The journey back was a few hours, and throughout it all, he was sleeping, comfortably although a bit too defencelessly, on my lap. It was like he trusted me not to push him off. And believe me, when I recalled the torment he put through, it was very tempting, but every so often, he would breathe a little loudly, and I would recall a more petite, younger boy who ordered me to stay by him at bedtime and read stories until he was asleep.
When we arrived, he was up immediately and didn't even need to be woken. He didn't so much as glance at me as he straightened up and left the carriage in a hurry.
I followed much less enthusiastically. My legs hurt because of his fat head…
I was allowed to take the day off since I had already missed most of it anyway, and the concept of having free time was foreign to me. Usually, I would run off to get a moment to myself, and even then, it was never more than an hour, and now I had quite a few hours to do whatever I wanted.
It was something I had wanted for a long, long time. To feel time flow without constraints, yet I realised as I plundered over the things I could do that I was rather dull.
Either way, I found myself travelling to the servant quarters near the barn.
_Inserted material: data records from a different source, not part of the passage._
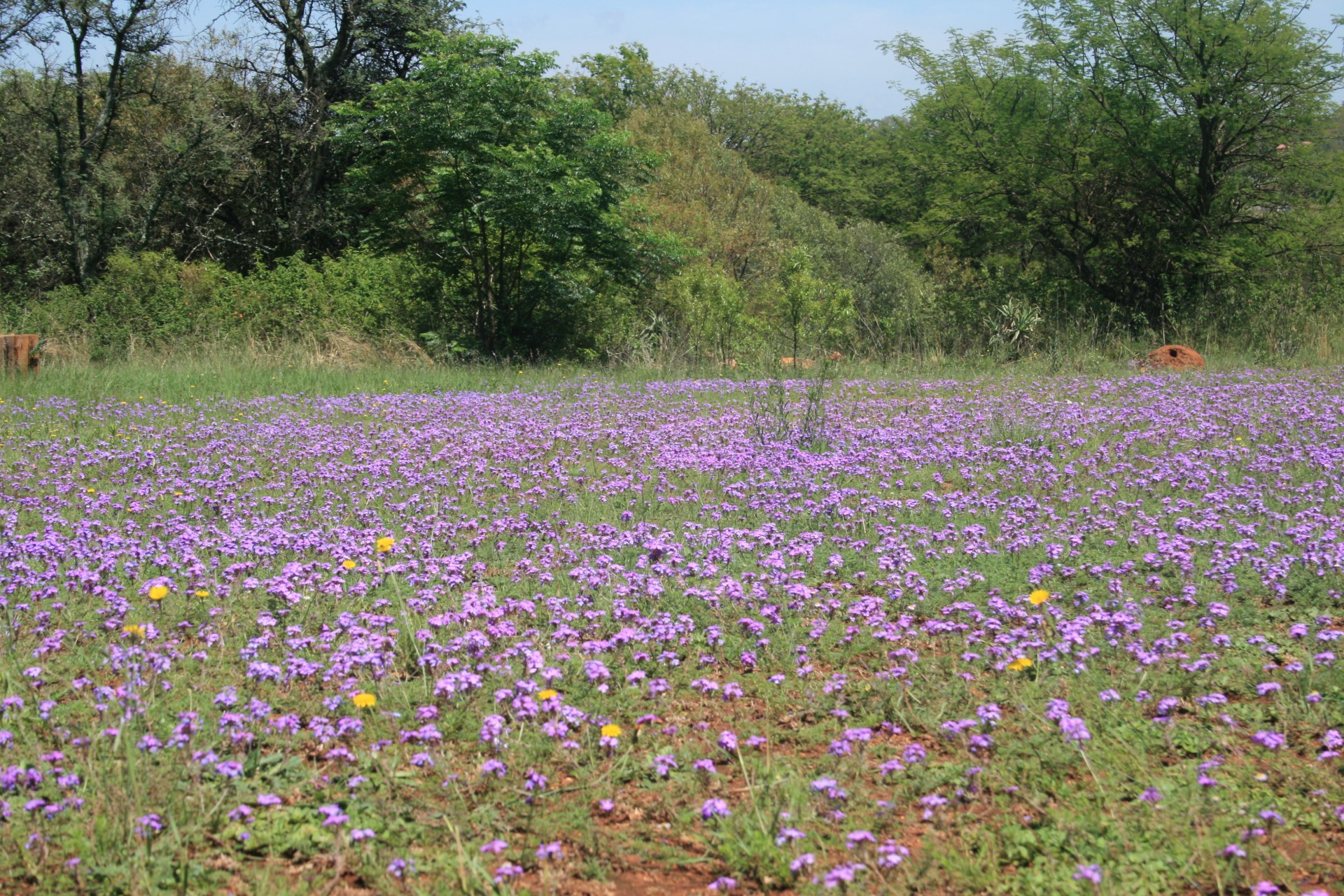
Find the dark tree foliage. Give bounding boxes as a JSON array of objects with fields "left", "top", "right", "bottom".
[{"left": 336, "top": 34, "right": 672, "bottom": 356}]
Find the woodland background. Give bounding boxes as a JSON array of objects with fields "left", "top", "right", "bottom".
[{"left": 0, "top": 0, "right": 1344, "bottom": 368}]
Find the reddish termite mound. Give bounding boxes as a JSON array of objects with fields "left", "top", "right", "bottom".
[{"left": 1142, "top": 345, "right": 1204, "bottom": 371}]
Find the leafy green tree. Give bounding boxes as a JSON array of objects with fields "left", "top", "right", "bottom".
[
  {"left": 9, "top": 0, "right": 191, "bottom": 286},
  {"left": 777, "top": 248, "right": 853, "bottom": 357},
  {"left": 230, "top": 0, "right": 462, "bottom": 255},
  {"left": 335, "top": 34, "right": 672, "bottom": 356},
  {"left": 884, "top": 0, "right": 1344, "bottom": 323},
  {"left": 564, "top": 43, "right": 662, "bottom": 122}
]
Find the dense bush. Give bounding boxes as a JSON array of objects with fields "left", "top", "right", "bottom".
[{"left": 16, "top": 250, "right": 442, "bottom": 360}]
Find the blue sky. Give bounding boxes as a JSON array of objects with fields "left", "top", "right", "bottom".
[
  {"left": 456, "top": 0, "right": 1016, "bottom": 117},
  {"left": 456, "top": 0, "right": 1340, "bottom": 118},
  {"left": 173, "top": 0, "right": 1344, "bottom": 118}
]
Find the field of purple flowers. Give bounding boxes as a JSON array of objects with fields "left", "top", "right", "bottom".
[{"left": 0, "top": 370, "right": 1344, "bottom": 896}]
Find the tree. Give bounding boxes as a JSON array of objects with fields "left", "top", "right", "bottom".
[
  {"left": 231, "top": 0, "right": 462, "bottom": 254},
  {"left": 335, "top": 34, "right": 672, "bottom": 356},
  {"left": 16, "top": 0, "right": 192, "bottom": 286},
  {"left": 884, "top": 0, "right": 1344, "bottom": 323},
  {"left": 778, "top": 248, "right": 853, "bottom": 358}
]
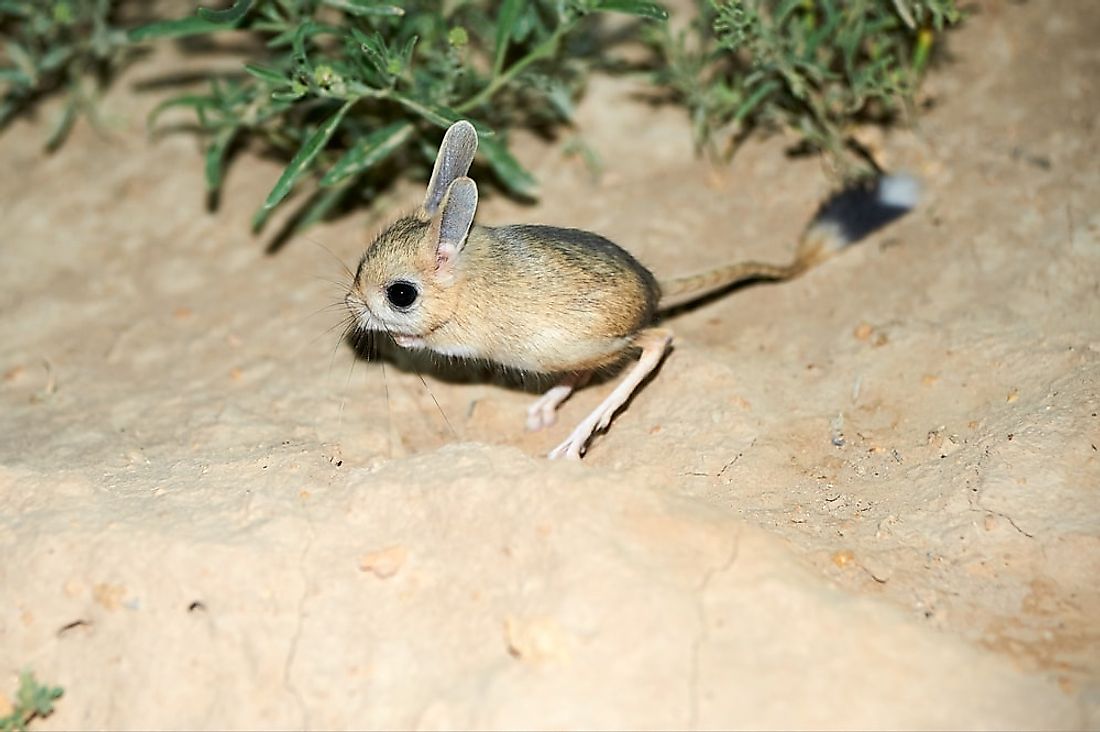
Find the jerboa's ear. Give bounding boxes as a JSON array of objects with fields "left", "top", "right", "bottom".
[
  {"left": 424, "top": 120, "right": 477, "bottom": 216},
  {"left": 430, "top": 177, "right": 477, "bottom": 273}
]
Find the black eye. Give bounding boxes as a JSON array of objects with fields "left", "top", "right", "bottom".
[{"left": 386, "top": 280, "right": 420, "bottom": 310}]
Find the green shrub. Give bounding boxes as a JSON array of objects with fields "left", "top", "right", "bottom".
[
  {"left": 650, "top": 0, "right": 959, "bottom": 175},
  {"left": 0, "top": 0, "right": 130, "bottom": 149},
  {"left": 131, "top": 0, "right": 666, "bottom": 228},
  {"left": 0, "top": 670, "right": 65, "bottom": 732}
]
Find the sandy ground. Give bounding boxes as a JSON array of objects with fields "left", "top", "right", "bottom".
[{"left": 0, "top": 0, "right": 1100, "bottom": 729}]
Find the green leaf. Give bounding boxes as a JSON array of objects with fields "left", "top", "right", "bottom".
[
  {"left": 479, "top": 138, "right": 538, "bottom": 198},
  {"left": 734, "top": 79, "right": 780, "bottom": 121},
  {"left": 294, "top": 181, "right": 349, "bottom": 231},
  {"left": 595, "top": 0, "right": 669, "bottom": 21},
  {"left": 493, "top": 0, "right": 524, "bottom": 77},
  {"left": 321, "top": 122, "right": 414, "bottom": 187},
  {"left": 198, "top": 0, "right": 252, "bottom": 25},
  {"left": 206, "top": 127, "right": 238, "bottom": 193},
  {"left": 321, "top": 0, "right": 405, "bottom": 17},
  {"left": 253, "top": 99, "right": 359, "bottom": 221}
]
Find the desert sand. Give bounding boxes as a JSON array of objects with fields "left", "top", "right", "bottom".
[{"left": 0, "top": 0, "right": 1100, "bottom": 730}]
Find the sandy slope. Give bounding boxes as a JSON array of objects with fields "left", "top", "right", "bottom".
[{"left": 0, "top": 0, "right": 1100, "bottom": 729}]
Where Justin once stayed. His room was now occupied by someone else, who would be busy for days on end.
It almost felt wrong that it wasn't his.
"This is my room", his voice full of young innocence that presented a whole room to me. It shocked me back then that someone not much older than me had a space just for them and what they owned.
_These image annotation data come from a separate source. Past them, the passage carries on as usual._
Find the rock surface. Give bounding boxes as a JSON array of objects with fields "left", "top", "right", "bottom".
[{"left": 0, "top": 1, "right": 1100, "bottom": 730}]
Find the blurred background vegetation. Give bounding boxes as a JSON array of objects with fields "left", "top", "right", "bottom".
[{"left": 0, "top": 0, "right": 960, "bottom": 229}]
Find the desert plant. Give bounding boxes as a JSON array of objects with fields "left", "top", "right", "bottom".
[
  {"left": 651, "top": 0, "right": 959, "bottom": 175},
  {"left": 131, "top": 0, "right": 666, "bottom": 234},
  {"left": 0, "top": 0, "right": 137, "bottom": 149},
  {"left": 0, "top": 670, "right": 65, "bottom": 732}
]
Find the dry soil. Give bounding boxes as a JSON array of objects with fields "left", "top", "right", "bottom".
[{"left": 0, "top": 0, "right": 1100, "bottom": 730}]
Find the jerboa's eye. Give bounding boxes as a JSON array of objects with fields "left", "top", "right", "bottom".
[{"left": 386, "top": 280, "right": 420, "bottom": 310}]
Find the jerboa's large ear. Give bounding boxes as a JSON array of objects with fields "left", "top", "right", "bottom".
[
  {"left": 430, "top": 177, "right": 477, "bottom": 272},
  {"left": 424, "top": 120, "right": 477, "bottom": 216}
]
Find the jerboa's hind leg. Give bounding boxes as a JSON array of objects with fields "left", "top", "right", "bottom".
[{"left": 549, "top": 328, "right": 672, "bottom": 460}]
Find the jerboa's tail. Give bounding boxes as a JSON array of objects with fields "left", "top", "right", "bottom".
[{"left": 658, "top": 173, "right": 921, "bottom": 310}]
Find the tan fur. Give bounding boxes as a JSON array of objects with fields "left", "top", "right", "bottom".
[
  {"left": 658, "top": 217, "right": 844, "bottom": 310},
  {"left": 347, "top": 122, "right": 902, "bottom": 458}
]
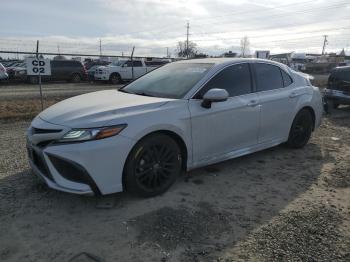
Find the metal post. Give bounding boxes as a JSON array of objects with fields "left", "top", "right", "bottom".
[
  {"left": 131, "top": 46, "right": 135, "bottom": 80},
  {"left": 186, "top": 22, "right": 190, "bottom": 59},
  {"left": 36, "top": 40, "right": 44, "bottom": 111},
  {"left": 322, "top": 35, "right": 328, "bottom": 55}
]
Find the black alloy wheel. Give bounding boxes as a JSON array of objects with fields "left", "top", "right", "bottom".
[
  {"left": 125, "top": 134, "right": 182, "bottom": 197},
  {"left": 287, "top": 109, "right": 314, "bottom": 148}
]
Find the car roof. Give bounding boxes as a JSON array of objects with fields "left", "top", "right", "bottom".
[
  {"left": 333, "top": 66, "right": 350, "bottom": 71},
  {"left": 176, "top": 57, "right": 282, "bottom": 66}
]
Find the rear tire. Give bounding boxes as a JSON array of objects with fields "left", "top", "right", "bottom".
[
  {"left": 287, "top": 109, "right": 314, "bottom": 148},
  {"left": 109, "top": 73, "right": 122, "bottom": 85},
  {"left": 124, "top": 134, "right": 182, "bottom": 197}
]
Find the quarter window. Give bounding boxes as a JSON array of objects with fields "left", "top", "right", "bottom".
[
  {"left": 126, "top": 60, "right": 142, "bottom": 67},
  {"left": 281, "top": 70, "right": 293, "bottom": 87},
  {"left": 195, "top": 64, "right": 252, "bottom": 99},
  {"left": 254, "top": 63, "right": 284, "bottom": 91}
]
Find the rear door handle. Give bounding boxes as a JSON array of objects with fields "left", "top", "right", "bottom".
[
  {"left": 289, "top": 92, "right": 299, "bottom": 98},
  {"left": 247, "top": 100, "right": 258, "bottom": 107}
]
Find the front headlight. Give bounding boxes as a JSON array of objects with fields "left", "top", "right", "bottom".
[{"left": 58, "top": 124, "right": 127, "bottom": 143}]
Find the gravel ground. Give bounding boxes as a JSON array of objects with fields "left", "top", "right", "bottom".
[
  {"left": 0, "top": 107, "right": 350, "bottom": 262},
  {"left": 0, "top": 82, "right": 121, "bottom": 122},
  {"left": 0, "top": 82, "right": 120, "bottom": 101}
]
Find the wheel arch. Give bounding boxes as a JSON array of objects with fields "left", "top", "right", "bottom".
[
  {"left": 109, "top": 72, "right": 121, "bottom": 80},
  {"left": 297, "top": 105, "right": 316, "bottom": 131}
]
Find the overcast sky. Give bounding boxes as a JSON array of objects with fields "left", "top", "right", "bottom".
[{"left": 0, "top": 0, "right": 350, "bottom": 56}]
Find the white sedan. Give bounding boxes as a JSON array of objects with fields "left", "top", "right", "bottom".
[{"left": 27, "top": 58, "right": 323, "bottom": 196}]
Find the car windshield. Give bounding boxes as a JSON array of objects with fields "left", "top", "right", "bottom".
[
  {"left": 121, "top": 63, "right": 213, "bottom": 99},
  {"left": 111, "top": 60, "right": 126, "bottom": 66}
]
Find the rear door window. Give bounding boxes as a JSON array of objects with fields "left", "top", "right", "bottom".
[{"left": 254, "top": 63, "right": 284, "bottom": 92}]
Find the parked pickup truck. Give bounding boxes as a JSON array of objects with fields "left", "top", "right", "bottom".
[{"left": 95, "top": 59, "right": 169, "bottom": 84}]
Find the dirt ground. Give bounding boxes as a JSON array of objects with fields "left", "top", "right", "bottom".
[
  {"left": 0, "top": 103, "right": 350, "bottom": 262},
  {"left": 0, "top": 82, "right": 122, "bottom": 121}
]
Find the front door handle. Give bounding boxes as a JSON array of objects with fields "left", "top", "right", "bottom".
[
  {"left": 289, "top": 92, "right": 299, "bottom": 98},
  {"left": 247, "top": 100, "right": 258, "bottom": 107}
]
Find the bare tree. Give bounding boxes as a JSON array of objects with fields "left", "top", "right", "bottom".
[
  {"left": 241, "top": 36, "right": 250, "bottom": 57},
  {"left": 176, "top": 41, "right": 198, "bottom": 58}
]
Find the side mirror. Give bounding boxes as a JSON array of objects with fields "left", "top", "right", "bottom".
[{"left": 202, "top": 88, "right": 228, "bottom": 108}]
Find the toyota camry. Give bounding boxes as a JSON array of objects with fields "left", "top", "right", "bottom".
[{"left": 27, "top": 58, "right": 323, "bottom": 196}]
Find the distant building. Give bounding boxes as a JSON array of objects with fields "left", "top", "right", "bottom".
[{"left": 254, "top": 50, "right": 270, "bottom": 59}]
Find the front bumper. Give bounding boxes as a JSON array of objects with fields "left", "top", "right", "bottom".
[
  {"left": 27, "top": 116, "right": 134, "bottom": 195},
  {"left": 324, "top": 89, "right": 350, "bottom": 105}
]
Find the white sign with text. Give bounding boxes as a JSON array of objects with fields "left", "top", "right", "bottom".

"This is all yours?" I asked in astonishment.
"Well, I'll share it with you because we're friends", he offered, but we weren't all that friendly back then, or at least, I wasn't. Do I rejected his offer, saying I didn't want it even though my chest felt warm at the very mention of that word.
'Friend'.
I had never had someone claim to be friends with me. Not to say I wasn't friends with the young master, but it was painfully evident that the young boy considered us family rather than… friends.
I remember the way he laughed when I rejected him, when I said we weren't friends, but more than that, I remember how he later cried about it when he had a rough day. How he hated working here and how he could barely stand the long hours of labour. How despite how much he tried to befriend me, I would always reject him. I think he was drunk, but it still haunted me regardless.
His hurt made me hurt.
And later, his happiness made me happy.
And his kindness… made me warm.
I didn't realise that warm liquid trickled down my face until I saw a messy drop of it hit the stone floor. After that, more fell, and I couldn't understand why I was crying. Why I felt so empty when I knew Angela was happy and Justin was free, living his dream, or at least I hoped.
But at that moment, I missed my mother's warm arms—the duchess' laughs. I missed the old memories full of the innocence of a child.
I realised after a while why I felt like this. Maybe it was the room that was empty where Justin should have been. Or the stable where only the neighing horses could be heard without Angela's giggles.